Tips for Smart Audit Checklists:
- Align with the objectives and the scope of the audit: For example, the objective could be either identify the root cause of certain pain points or ensuring compliance to a standard. The checklist should accordingly cover those questions or points that are relevant for the audit as well as cover the entire scope.
- Apply PPT framework: PPT (Processes, People & Technology) are the key drivers of operational effectiveness. Each aspect of the audit should be evaluated from all the 3 angles of PPT. For example, the check point related to batch control in the warehouse should cover
- Process of batch-wise storage including checks & controls
- IT system to record the batch-level inventory
- Training people on batch control procedures
- Map checklist to the detailed activities and the process outcomes: In order to unearth the hidden issues, the checklist should mirror the activities and their impact on the outcomes of the processes. It ensures that all critical check points are included in checklist.
- Refer to appropriate standards or documents: The sources of information for the checklist could be:
- ISO standards
- Internal controls document
- Risk assessment document
- Previous audit observations
- Key pain points & reported issues
- Keep the check points manageable: A very long list of questions could dilute the focus from the core areas. Also, a long checklist may consume lot of time without adding much incremental value. Also the questions must be categorized under logical categories, so that results could be analyzed at the category or sub-category levels and not just an overall rating.
- Sequence the questions in logical order: If you are auditing a large site, such as a manufacturing site or a warehouse site then the questions should be sequenced in the order of logical physical movement of the auditor. Otherwise, the auditor may end up wasting time in back & forth movement. For example, for a warehouse all the questions related to the security area should come together followed by the parking areas & so forth.

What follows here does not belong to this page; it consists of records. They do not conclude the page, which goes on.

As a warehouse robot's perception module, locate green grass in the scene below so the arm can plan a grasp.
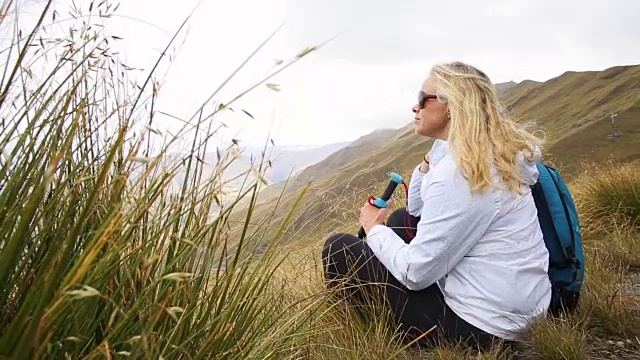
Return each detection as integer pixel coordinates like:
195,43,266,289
0,2,640,359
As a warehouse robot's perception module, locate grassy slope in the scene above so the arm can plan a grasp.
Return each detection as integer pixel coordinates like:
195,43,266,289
238,66,640,245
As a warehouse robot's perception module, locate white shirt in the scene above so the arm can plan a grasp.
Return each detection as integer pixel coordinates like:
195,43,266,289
367,140,551,340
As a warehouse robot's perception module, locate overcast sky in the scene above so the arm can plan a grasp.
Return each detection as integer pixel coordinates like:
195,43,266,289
11,0,640,148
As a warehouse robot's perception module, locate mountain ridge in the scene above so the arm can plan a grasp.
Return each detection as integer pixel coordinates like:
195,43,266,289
234,65,640,245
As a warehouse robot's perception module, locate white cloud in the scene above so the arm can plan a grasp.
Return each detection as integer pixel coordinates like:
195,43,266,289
6,0,640,148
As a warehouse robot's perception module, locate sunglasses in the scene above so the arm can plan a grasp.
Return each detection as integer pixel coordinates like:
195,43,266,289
418,91,438,109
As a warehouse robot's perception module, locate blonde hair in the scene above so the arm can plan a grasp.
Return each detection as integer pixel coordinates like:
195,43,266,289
431,62,542,193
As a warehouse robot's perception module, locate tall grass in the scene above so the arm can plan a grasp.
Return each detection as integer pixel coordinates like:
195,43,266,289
575,163,640,234
0,1,330,359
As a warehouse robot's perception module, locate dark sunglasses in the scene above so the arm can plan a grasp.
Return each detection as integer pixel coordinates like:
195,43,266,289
418,91,438,109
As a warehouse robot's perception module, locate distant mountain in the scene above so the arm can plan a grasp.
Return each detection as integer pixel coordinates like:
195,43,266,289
238,65,640,245
252,129,397,199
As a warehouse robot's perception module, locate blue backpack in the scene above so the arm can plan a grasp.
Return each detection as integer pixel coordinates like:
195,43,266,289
531,162,585,315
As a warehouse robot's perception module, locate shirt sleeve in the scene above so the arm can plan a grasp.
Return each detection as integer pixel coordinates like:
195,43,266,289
407,165,426,216
367,165,498,291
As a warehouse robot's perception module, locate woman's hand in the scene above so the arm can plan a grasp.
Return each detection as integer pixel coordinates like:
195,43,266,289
360,200,392,233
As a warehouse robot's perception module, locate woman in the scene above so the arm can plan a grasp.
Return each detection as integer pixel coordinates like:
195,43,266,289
323,62,551,348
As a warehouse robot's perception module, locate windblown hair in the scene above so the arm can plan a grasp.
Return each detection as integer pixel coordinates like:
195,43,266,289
431,62,542,193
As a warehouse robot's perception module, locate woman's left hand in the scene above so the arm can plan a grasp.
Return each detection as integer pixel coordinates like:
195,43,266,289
360,200,391,233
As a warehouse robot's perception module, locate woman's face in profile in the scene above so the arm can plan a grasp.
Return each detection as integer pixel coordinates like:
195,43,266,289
412,75,449,140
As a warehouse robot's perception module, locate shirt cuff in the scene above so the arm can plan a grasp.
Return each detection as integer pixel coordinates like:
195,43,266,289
367,224,395,255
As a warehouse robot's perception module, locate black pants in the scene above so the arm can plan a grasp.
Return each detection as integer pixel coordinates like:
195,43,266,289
322,209,498,349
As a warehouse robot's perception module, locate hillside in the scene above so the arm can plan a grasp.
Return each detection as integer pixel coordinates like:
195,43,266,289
235,66,640,245
252,129,396,200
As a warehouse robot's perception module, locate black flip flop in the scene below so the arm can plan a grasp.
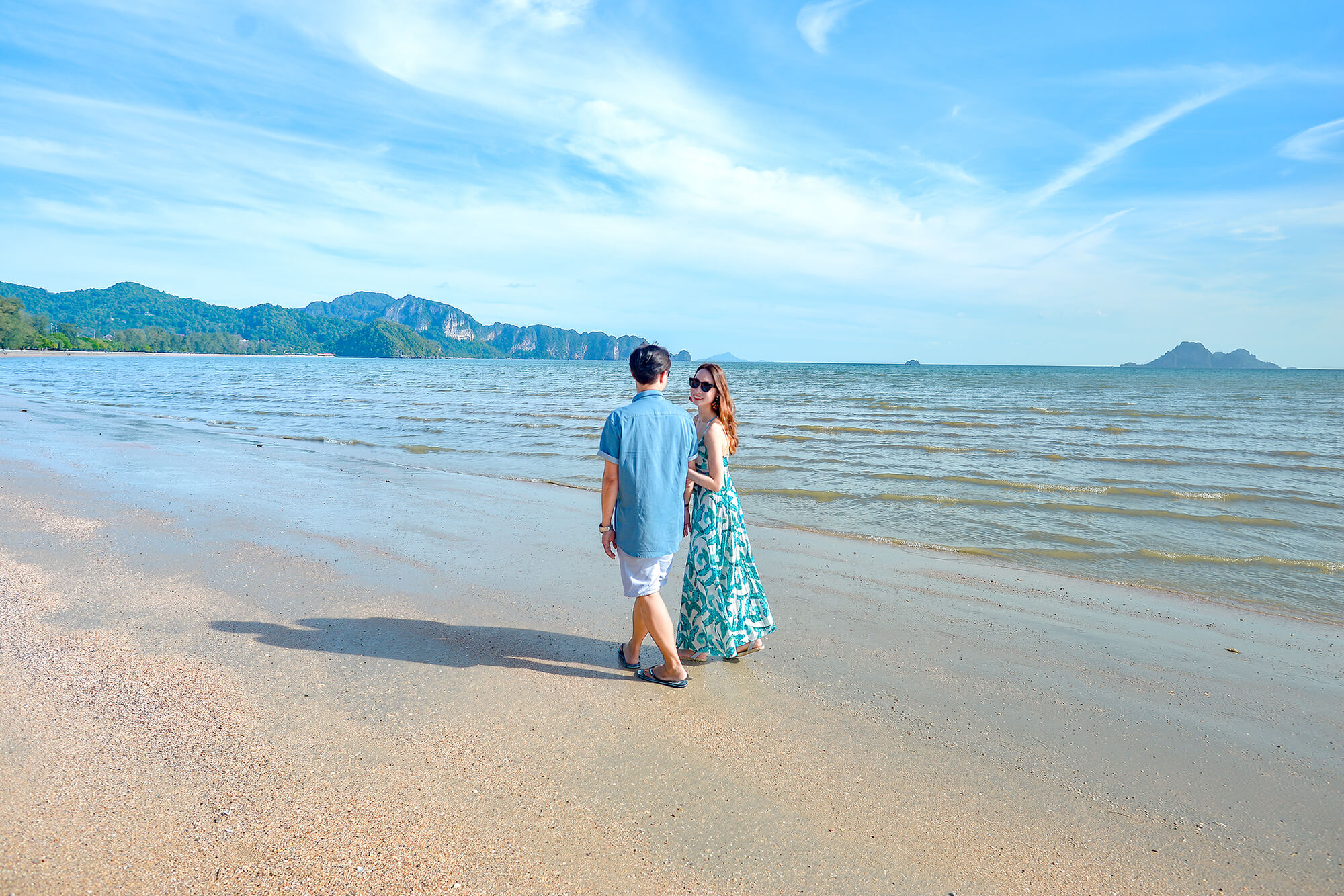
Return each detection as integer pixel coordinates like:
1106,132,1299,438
634,669,691,688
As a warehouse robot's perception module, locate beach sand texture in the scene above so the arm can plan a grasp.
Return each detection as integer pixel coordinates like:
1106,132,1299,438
0,403,1344,895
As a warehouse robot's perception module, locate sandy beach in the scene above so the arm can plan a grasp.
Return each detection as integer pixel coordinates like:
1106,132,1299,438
0,399,1344,896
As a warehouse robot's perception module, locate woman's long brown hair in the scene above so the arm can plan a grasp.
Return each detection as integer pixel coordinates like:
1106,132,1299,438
695,364,738,454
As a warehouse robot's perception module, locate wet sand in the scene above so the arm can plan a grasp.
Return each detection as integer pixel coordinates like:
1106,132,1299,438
0,402,1344,895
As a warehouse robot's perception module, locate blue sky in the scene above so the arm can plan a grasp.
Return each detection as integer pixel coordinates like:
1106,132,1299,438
0,0,1344,367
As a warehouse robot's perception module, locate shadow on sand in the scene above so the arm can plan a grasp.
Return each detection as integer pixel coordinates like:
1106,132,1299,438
210,617,632,680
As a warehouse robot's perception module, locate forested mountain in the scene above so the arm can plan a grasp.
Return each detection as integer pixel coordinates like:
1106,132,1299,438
1121,343,1281,371
304,293,661,361
0,283,677,360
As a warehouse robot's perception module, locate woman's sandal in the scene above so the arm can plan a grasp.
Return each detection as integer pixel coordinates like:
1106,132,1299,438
732,638,765,660
634,669,691,688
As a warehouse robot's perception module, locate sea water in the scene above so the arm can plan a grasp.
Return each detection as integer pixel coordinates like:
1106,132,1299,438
0,355,1344,621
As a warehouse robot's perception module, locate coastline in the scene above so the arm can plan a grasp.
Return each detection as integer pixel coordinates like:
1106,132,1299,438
0,407,1344,893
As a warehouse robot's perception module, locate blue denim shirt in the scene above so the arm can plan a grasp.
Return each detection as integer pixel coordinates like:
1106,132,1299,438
597,390,698,557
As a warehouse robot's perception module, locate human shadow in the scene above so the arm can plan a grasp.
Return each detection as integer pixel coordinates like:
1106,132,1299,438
210,617,630,680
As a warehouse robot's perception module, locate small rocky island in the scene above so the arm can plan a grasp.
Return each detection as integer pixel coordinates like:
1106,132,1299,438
1121,343,1282,371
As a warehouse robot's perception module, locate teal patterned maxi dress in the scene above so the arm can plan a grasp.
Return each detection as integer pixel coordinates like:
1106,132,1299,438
676,439,774,657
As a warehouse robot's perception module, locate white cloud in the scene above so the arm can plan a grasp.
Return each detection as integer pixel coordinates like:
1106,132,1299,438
1278,118,1344,161
797,0,868,52
1027,83,1241,207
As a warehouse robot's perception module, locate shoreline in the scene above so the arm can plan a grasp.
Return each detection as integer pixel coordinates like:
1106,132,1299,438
0,400,1344,893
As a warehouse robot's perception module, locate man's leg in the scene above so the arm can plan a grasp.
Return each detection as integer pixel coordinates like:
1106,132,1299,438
634,591,685,681
625,600,649,662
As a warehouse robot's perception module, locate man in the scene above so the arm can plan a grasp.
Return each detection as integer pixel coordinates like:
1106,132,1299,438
597,345,696,688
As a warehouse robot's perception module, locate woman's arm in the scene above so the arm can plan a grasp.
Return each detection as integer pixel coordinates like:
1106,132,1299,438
685,420,728,492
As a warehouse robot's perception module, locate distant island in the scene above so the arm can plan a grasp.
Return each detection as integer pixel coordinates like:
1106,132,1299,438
1121,343,1282,371
0,283,691,361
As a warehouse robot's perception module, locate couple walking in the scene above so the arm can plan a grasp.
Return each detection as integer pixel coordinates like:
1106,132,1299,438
598,345,774,688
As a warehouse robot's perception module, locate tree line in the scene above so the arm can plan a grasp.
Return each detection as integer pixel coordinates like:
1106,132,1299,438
0,296,278,355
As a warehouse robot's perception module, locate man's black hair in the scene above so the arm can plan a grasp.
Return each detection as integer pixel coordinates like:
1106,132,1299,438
630,343,672,386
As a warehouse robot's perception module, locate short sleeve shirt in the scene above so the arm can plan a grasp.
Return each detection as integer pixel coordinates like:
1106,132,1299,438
597,390,698,557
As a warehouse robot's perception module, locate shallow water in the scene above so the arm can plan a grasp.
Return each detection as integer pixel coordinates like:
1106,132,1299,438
0,355,1344,619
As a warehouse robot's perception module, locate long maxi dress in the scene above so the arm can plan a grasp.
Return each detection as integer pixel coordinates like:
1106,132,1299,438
676,437,774,658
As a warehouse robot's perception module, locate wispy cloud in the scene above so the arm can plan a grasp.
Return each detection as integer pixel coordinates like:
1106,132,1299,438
1027,82,1242,207
798,0,868,52
1278,118,1344,161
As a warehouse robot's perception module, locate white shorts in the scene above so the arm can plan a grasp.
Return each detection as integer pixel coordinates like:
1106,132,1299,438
616,548,672,598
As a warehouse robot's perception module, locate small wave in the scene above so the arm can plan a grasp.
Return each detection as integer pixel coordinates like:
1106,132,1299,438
875,494,1297,528
741,489,856,504
1087,457,1184,466
798,426,915,435
280,435,378,447
943,476,1236,501
1138,549,1344,572
396,445,457,454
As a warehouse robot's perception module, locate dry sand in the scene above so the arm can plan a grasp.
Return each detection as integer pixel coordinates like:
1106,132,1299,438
0,407,1344,895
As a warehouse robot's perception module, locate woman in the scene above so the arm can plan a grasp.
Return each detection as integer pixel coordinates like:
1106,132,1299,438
676,364,774,662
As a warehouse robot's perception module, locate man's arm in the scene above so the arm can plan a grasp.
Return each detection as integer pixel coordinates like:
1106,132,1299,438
602,461,621,560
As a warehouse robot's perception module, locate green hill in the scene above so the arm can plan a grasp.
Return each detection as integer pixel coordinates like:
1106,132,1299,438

- Review checklists periodically: The checklists should keep changing with the changes in the process, technology, reported issues & the risk profile. A process of periodically reviewing the checklist helps to ensure that it remain relevant and up to date. New questions may be added, and existing questions may be removed. A technology driven "intelligent" checklist reduces dependence on the experts.
In a nutshell, a well thought off and prepared checklist minimizes the risk of surprises and helps to identify the opportunities for improvement. So, have you reviewed your audit checklist?